During the hole time the head is in touch with the vinyl plate and is recording the sounds coming from the violin.
No.
The needle and the arm supporting it have a mass, which has to be moved by the vinyl grooves. But mass on movement has inertia. If you have a big change in the surface of the vinyl, the needle won't be able to track the change. It will jump over a big pit, for example, so you'll have an unknown, uncontrolled period of silence until the needle lands - which further produces an unknown, uncontrolled signal peak.
That's about the big details (a big signal peak followed by small signal). And about small details, the vinyl has a "resolution": the granularity of the vinyl, or the smallest pit that you can actually press on it. Extreme example: you can't engrave a detail smaller than a vinyl molecule.
And that's not even taking into account the need of the vinyl to be in virgin state (so every pit is where it is supposed to be, without any deformation or even wearing out).
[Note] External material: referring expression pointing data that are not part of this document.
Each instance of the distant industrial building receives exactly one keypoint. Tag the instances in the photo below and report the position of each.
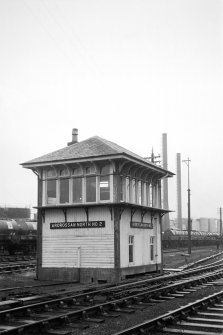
(15, 213)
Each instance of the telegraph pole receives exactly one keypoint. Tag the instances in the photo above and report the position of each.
(187, 161)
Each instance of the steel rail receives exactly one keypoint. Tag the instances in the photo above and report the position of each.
(48, 315)
(169, 318)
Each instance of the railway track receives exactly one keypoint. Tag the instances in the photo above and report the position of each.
(47, 314)
(202, 317)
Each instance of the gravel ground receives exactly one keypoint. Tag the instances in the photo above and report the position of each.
(114, 325)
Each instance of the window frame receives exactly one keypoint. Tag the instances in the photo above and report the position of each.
(131, 251)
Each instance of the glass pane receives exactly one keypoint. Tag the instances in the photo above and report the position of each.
(104, 188)
(133, 190)
(91, 189)
(64, 190)
(51, 173)
(127, 189)
(130, 253)
(77, 190)
(77, 171)
(151, 252)
(105, 169)
(63, 172)
(51, 191)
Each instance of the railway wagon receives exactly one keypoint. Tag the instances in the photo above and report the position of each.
(176, 238)
(17, 236)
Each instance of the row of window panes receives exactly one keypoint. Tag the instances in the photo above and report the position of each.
(131, 248)
(52, 173)
(133, 190)
(77, 189)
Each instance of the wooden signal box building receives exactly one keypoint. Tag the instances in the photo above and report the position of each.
(99, 212)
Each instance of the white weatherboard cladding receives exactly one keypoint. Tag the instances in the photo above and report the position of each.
(78, 247)
(141, 240)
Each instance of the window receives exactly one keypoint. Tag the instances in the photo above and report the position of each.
(51, 173)
(133, 191)
(91, 189)
(63, 172)
(122, 188)
(51, 192)
(139, 193)
(127, 189)
(64, 190)
(131, 248)
(90, 169)
(77, 171)
(152, 239)
(77, 190)
(104, 183)
(150, 195)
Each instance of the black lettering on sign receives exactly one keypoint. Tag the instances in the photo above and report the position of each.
(78, 224)
(142, 225)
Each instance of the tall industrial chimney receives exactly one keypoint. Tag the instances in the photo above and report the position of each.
(179, 200)
(74, 136)
(166, 219)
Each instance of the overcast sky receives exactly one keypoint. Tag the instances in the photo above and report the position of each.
(124, 70)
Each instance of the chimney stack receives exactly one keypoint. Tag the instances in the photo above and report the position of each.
(74, 136)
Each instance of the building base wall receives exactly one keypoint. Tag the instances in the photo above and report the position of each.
(94, 275)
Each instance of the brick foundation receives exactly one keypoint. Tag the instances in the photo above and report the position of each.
(94, 275)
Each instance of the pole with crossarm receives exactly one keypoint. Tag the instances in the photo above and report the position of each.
(187, 161)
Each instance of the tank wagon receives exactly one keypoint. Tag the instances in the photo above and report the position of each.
(176, 238)
(17, 236)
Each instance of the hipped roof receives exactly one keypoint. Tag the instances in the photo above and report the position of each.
(91, 148)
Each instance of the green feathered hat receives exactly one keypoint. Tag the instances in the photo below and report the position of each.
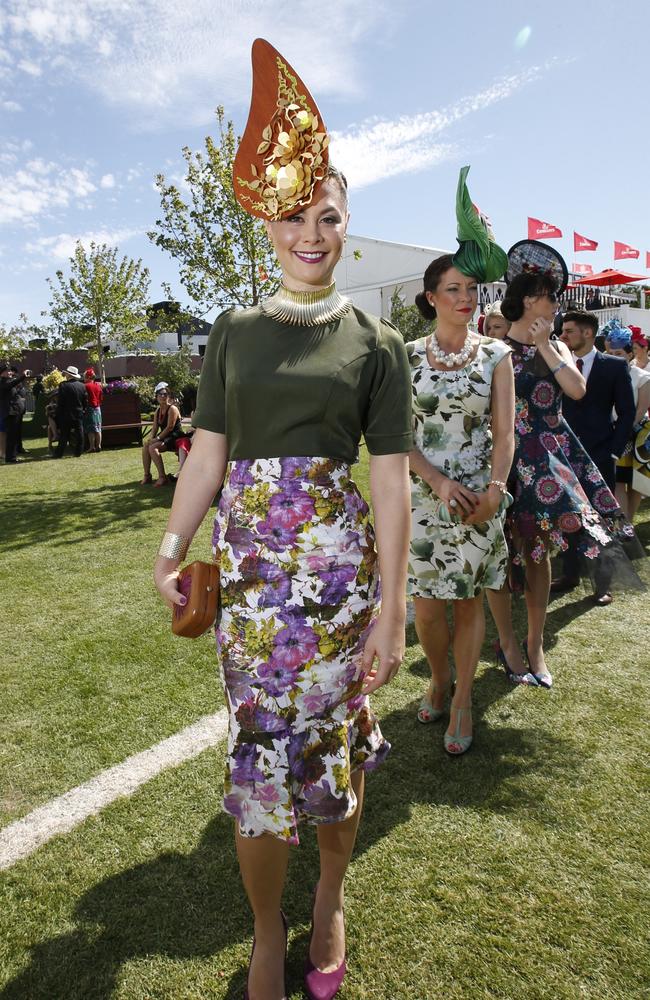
(478, 256)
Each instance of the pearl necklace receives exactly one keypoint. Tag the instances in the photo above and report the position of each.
(306, 308)
(450, 360)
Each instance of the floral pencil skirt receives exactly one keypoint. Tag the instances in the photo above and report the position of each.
(299, 594)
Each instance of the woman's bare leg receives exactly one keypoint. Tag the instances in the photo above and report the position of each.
(263, 865)
(500, 603)
(469, 632)
(433, 632)
(335, 844)
(146, 459)
(158, 462)
(538, 585)
(623, 498)
(634, 499)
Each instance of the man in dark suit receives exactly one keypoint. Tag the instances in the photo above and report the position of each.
(12, 408)
(72, 400)
(602, 419)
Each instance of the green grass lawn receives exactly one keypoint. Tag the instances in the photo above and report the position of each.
(518, 871)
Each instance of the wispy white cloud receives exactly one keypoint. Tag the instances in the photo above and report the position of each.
(29, 67)
(39, 188)
(63, 245)
(150, 57)
(376, 149)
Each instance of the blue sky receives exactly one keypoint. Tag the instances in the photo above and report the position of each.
(548, 103)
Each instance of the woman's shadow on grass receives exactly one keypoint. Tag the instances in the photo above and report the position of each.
(77, 514)
(193, 906)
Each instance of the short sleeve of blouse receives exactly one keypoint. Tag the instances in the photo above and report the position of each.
(387, 427)
(210, 411)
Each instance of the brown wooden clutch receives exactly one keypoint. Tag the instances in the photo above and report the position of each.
(199, 582)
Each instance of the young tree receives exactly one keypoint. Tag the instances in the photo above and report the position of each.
(12, 343)
(407, 319)
(224, 254)
(103, 297)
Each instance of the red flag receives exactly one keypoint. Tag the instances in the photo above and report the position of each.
(538, 230)
(622, 251)
(583, 243)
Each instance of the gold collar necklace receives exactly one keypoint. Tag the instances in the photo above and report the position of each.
(306, 308)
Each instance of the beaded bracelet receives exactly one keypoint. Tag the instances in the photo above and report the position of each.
(173, 546)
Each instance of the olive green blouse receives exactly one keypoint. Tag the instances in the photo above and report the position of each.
(277, 390)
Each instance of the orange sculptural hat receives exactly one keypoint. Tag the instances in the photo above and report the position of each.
(283, 156)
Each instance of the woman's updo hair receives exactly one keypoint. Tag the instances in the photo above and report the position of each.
(525, 285)
(431, 280)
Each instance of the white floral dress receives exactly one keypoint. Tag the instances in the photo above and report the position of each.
(449, 560)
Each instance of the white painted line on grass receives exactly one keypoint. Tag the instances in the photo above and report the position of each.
(24, 836)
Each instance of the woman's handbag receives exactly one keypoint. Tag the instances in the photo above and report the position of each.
(199, 583)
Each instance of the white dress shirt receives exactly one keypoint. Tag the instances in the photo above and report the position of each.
(587, 362)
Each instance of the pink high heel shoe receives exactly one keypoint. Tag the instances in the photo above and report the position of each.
(322, 985)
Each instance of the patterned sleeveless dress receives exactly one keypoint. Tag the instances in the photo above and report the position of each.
(558, 491)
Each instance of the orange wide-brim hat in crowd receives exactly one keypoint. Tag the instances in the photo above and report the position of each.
(283, 157)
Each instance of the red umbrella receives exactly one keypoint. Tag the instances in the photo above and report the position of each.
(610, 277)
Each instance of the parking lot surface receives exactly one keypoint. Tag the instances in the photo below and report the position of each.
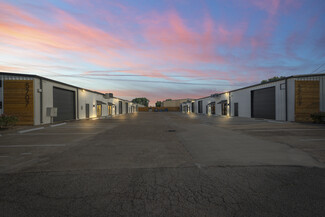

Nor the need for the turntable being perfectly stable and horizontal and isolated from movement (typically, floor vibrations can be felt in the audio anyway). Nor the need for the needle and arm to be perfectly stabilized as well. And that pesky static electricity and the dust! And those greasy fingerprints!
So, to summarize: vinyl = too many things uncontrolled. If you are thinking you have a perfect reproduction, you are kidding youself. A lot.
If would be
less bad if you tried with laserdiscs, which were also analog, but didn't have the needle/arm problem.
The CD takes samples 44100 times a sec. In comparison, the head (in the above example) would be touching down and releasing from the vinyl plate 44100 times a sec. In other words you would lose information!
A digital recording defines
exactly what it records - and what it doesn't. You want more information recorded? you only need to push up the specs.
The point is, you always lose information. With analog, it's difficult to know exactly how much you lose. But with digital recording, you at least get to
define exactly which part of the information you want to keep.
And as a bonus, you can then reproduce and process that information with less problems.
All I'm trying to point out is that a sample of 44.1khz is not enough. A higher sample rate not only gives you the ability to record higher frequencies and harmonics, but also captures MORE of the actual music event. That's why DVD-Audio stores files at 24bit/96khz and SACD at 1bit/2.8Mhz
Is it an audible difference? YES... IF you have a proper setup with good equipment...
So, push for those better specs, of course.
But going analog doesn't help at all.